The boy sat down on the steps of the tester bed, and looked anxiously round the three-cornered room, with its sloping windows filled with small, square panes of glass. By the candlelight, flickering on the plain, white walls and simple furniture, he tried to conjure back the figure of his mother,--handsome Jane Lightfoot. Over the mantel hung two crude drawings from her hand, and on the table at the bedside there were several books with her name written in pale ink on the fly leaves. The mirror to the high old bureau seemed still to hold the outlines of her figure, very shadowy against the greenish glass.

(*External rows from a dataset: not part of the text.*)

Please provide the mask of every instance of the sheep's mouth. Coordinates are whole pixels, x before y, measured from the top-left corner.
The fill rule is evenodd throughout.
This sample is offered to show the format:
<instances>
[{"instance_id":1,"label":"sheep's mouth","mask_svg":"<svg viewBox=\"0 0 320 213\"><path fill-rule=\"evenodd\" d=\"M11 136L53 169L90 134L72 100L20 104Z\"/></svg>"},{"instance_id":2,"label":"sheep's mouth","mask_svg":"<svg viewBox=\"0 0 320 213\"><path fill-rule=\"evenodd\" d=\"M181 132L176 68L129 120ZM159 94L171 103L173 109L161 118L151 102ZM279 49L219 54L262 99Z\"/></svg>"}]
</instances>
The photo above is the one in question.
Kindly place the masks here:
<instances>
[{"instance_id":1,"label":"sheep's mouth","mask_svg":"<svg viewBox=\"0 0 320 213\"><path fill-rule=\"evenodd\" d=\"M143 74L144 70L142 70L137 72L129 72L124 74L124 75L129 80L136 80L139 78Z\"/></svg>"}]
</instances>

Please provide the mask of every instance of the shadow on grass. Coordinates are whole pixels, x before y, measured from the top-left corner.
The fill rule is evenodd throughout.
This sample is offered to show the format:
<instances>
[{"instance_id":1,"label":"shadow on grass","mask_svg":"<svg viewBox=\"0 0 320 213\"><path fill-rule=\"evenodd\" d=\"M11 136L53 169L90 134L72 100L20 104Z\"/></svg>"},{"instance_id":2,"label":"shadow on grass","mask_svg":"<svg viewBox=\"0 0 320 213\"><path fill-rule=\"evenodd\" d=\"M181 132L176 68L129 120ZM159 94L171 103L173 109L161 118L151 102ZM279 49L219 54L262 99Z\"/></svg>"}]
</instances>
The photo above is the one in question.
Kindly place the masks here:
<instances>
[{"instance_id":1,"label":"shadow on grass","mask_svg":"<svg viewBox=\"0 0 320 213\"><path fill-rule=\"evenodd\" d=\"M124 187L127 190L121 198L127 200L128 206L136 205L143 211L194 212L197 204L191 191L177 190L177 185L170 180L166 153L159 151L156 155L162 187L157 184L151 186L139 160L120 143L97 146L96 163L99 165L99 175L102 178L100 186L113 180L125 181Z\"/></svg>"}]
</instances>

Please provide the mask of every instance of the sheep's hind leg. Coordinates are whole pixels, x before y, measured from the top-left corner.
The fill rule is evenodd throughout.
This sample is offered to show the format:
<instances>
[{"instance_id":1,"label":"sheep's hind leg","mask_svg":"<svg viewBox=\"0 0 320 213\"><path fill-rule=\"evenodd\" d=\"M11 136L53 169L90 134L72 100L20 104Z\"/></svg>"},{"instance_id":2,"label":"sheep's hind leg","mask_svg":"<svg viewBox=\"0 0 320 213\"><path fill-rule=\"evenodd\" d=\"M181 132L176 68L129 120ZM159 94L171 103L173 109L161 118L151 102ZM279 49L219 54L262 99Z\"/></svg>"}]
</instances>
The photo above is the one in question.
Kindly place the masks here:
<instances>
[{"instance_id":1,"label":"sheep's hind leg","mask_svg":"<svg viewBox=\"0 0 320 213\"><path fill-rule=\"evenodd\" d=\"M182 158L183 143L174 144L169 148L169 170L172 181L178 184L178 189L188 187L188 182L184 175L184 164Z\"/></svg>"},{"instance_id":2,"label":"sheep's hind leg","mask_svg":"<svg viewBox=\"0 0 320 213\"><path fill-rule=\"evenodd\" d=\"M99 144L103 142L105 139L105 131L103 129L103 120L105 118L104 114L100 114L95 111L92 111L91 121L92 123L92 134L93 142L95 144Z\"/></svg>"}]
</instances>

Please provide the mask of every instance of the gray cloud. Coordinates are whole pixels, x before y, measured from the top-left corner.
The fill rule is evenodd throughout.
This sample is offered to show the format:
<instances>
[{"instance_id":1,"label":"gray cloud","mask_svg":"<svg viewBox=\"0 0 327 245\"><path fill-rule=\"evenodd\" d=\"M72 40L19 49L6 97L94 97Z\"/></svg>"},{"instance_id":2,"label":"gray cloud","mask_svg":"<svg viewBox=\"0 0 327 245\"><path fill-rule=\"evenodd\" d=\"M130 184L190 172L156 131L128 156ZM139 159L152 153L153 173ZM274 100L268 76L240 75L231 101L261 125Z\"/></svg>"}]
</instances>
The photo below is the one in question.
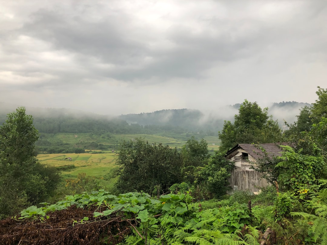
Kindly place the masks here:
<instances>
[{"instance_id":1,"label":"gray cloud","mask_svg":"<svg viewBox=\"0 0 327 245\"><path fill-rule=\"evenodd\" d=\"M1 100L120 114L325 86L322 0L0 2Z\"/></svg>"}]
</instances>

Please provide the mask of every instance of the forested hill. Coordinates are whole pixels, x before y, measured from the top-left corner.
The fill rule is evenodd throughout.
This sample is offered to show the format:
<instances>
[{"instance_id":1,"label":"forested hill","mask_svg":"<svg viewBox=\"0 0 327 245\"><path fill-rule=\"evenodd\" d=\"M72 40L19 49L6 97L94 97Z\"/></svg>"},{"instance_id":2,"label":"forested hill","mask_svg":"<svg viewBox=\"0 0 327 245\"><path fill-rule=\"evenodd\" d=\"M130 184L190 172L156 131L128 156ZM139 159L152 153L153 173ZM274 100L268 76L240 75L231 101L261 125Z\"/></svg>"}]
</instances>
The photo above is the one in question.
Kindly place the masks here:
<instances>
[{"instance_id":1,"label":"forested hill","mask_svg":"<svg viewBox=\"0 0 327 245\"><path fill-rule=\"evenodd\" d=\"M224 120L233 121L240 105L208 108L214 112L205 113L198 110L181 109L115 117L64 108L27 107L26 112L33 116L34 125L40 133L152 134L166 131L180 134L188 131L214 136L222 129ZM281 125L284 120L290 123L295 121L299 109L305 106L311 105L294 101L274 103L269 108L269 114L278 119ZM0 123L4 122L7 114L18 107L0 103Z\"/></svg>"},{"instance_id":2,"label":"forested hill","mask_svg":"<svg viewBox=\"0 0 327 245\"><path fill-rule=\"evenodd\" d=\"M119 118L129 124L179 126L190 131L205 130L213 133L222 128L224 120L230 119L224 117L223 115L219 117L205 115L198 110L181 109L123 115Z\"/></svg>"}]
</instances>

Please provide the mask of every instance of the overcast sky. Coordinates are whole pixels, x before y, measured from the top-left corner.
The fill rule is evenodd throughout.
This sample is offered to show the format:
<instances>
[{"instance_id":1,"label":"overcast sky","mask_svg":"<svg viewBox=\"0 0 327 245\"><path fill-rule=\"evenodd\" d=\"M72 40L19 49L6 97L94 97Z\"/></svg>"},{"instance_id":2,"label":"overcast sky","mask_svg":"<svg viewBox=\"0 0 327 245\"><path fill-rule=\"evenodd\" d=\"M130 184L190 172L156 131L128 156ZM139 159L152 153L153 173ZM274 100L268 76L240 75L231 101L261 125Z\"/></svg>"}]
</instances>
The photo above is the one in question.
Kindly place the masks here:
<instances>
[{"instance_id":1,"label":"overcast sky","mask_svg":"<svg viewBox=\"0 0 327 245\"><path fill-rule=\"evenodd\" d=\"M0 101L119 115L311 103L327 1L0 0Z\"/></svg>"}]
</instances>

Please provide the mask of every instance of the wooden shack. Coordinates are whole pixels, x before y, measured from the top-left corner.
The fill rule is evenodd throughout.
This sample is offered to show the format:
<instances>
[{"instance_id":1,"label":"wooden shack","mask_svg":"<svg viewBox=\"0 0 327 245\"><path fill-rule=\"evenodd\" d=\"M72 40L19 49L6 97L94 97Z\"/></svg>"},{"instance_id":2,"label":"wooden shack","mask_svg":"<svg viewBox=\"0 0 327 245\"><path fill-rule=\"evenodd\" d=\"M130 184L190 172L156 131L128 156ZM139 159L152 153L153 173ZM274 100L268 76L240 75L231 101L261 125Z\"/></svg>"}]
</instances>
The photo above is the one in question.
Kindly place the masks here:
<instances>
[{"instance_id":1,"label":"wooden shack","mask_svg":"<svg viewBox=\"0 0 327 245\"><path fill-rule=\"evenodd\" d=\"M268 156L281 156L282 150L279 145L285 145L287 143L266 143L260 146L263 148ZM234 162L235 167L232 171L229 179L231 189L228 191L232 194L236 190L248 191L256 194L260 189L269 184L261 174L255 171L251 166L255 168L256 163L264 155L258 145L252 144L239 144L227 152L226 158Z\"/></svg>"}]
</instances>

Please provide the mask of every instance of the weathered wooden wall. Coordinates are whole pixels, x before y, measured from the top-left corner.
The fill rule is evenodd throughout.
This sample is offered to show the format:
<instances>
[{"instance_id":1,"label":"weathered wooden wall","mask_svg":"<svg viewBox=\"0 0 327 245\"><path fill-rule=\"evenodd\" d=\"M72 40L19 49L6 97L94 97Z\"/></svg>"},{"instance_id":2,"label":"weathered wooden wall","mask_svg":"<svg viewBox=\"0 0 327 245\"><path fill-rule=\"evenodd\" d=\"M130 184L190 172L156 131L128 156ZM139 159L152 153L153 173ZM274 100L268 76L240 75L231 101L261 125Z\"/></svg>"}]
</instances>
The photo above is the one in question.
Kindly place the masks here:
<instances>
[{"instance_id":1,"label":"weathered wooden wall","mask_svg":"<svg viewBox=\"0 0 327 245\"><path fill-rule=\"evenodd\" d=\"M261 178L260 173L238 168L232 170L229 180L232 189L227 192L229 194L233 193L236 186L238 190L249 190L253 193L259 192L260 188L269 185L266 179Z\"/></svg>"}]
</instances>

He saw her in her full white skirts--she had worn nine petticoats, he knew, on grand occasions--fastening her coral necklace about her stately throat, the bands of her black hair drawn like a veil above her merry eyes. Had she lingered on that last Christmas Eve, he wondered, when her candlestick held its sprig of mistletoe and her room was dressed in holly? Did she look back at the cheerful walls and the stately furniture before she blew out her light and went downstairs to ride madly off, wrapped in his father's coat? And the old people drank their eggnog and watched the Virginia reel, and, when they found her gone, shut her out forever.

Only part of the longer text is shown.